Again, initiatives well thought off and hitting the pain points of the commoners as well as investors. The government has so far announced 33 cities to be converted into Smart Cities. Many foreign investors have already given their consent to develop them by investing millions of dollars. Similarly, the government has given due emphasis of affordable housing and announced remarkable reforms to promote it. These announcements have already started showing results. But, it is also to be noticed that only tagging cities as “Smart Cities” will not suffice the purpose. The infrastructure and other developmental plan should also be in sync.
- Relaxation of FDI policies in real estate and construction sector:
Another remarkable achievement of NDA government, the reform aimed at solving the fund crunch in real estate. Rules for FDI in real estate has been relaxed and made investor-friendly. With the removal of lock-in period and project size clauses, affordable housing projects too can seek FDI. But, in addition of promoting the FDI, the guidelines should be created as such so that Indian Companies and customers are benefitted well.

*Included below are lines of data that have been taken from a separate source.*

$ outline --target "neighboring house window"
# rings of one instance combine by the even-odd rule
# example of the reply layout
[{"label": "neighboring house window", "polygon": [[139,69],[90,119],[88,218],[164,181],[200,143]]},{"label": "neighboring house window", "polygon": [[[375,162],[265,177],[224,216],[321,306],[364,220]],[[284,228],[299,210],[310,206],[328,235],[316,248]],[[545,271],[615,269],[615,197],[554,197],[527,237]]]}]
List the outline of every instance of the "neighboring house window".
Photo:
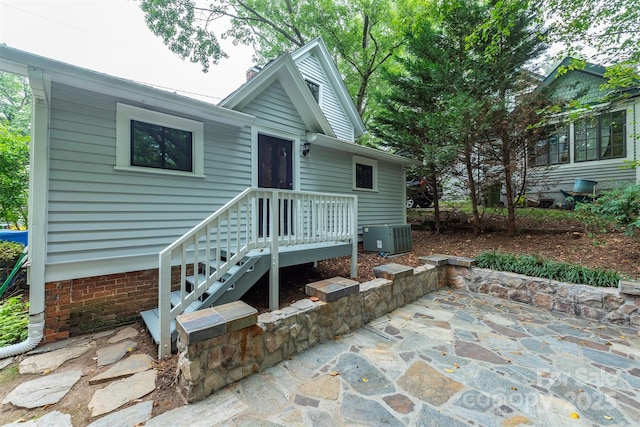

- 100 per cent FDI allowed in eCommerce:
With the boom in eCommerce sector, allowing 100% FDI will further boost the expansion; an initiative to benefit the real estate sector directly. eCommerce companies require large offices and warehouses to support their backend teams. But, there can be such guidelines wherein the foreign ecommerce companies are asked to invest some part of their profits in India only rather than allowing them to take full profit to their respective countries.
- Exempting REIT from Dividend Distribution Tax (DDT):
This move will ease out ways for successful listings of REITs in India. REITs of the Real Estate Investment Trusts are types of security that invest in real estate through property or mortgages and often trades on major exchanges. But, the only check required is that the retails customers should not be allowed to create a bubble which has already been created in the residential domain by big investors. Since, due to trading of residential sector property the prices have gone so high that the sluggish market is still struggling to overcome.
Arguably, the number of initiatives taken by the NDA government in real estate sector in last two years surpasses all the developments done by both UPA1&2. Though NDA government took many initiatives to revive real estate, the full-fledged outcome will take some time. Moreover, the success of Real Estate Regulatory Authority, Smart Cities, and Affordable Housing to some extent will depend on the future of GST Bill. GST Bill could replace multiple taxes like service tax, VAT etc. when purchasing flats. Home buyers are liable to pay multiple taxes on the purchase of under-construction properties. These taxes include Stamp Duty and Registration Charges, Service Tax, VAT, Excise Duty, Customs Duty and Entry Tax. This combines to form about 22-25 per cent of the total cost of the unit. With GST in place, all these taxes would be brought under one roof. That would also promote the theme of affordable housing. The government should look out the ways to pass GST Bill at earliest.
Overall, these two years can safely be marked successful from industry’s point of view. The results will be more prominent in days to come. Hope the government passes the GST Bill and brings uniformity in business across India. The next three years shall thus be remarkable for the country, economy and the real estate sector in particular.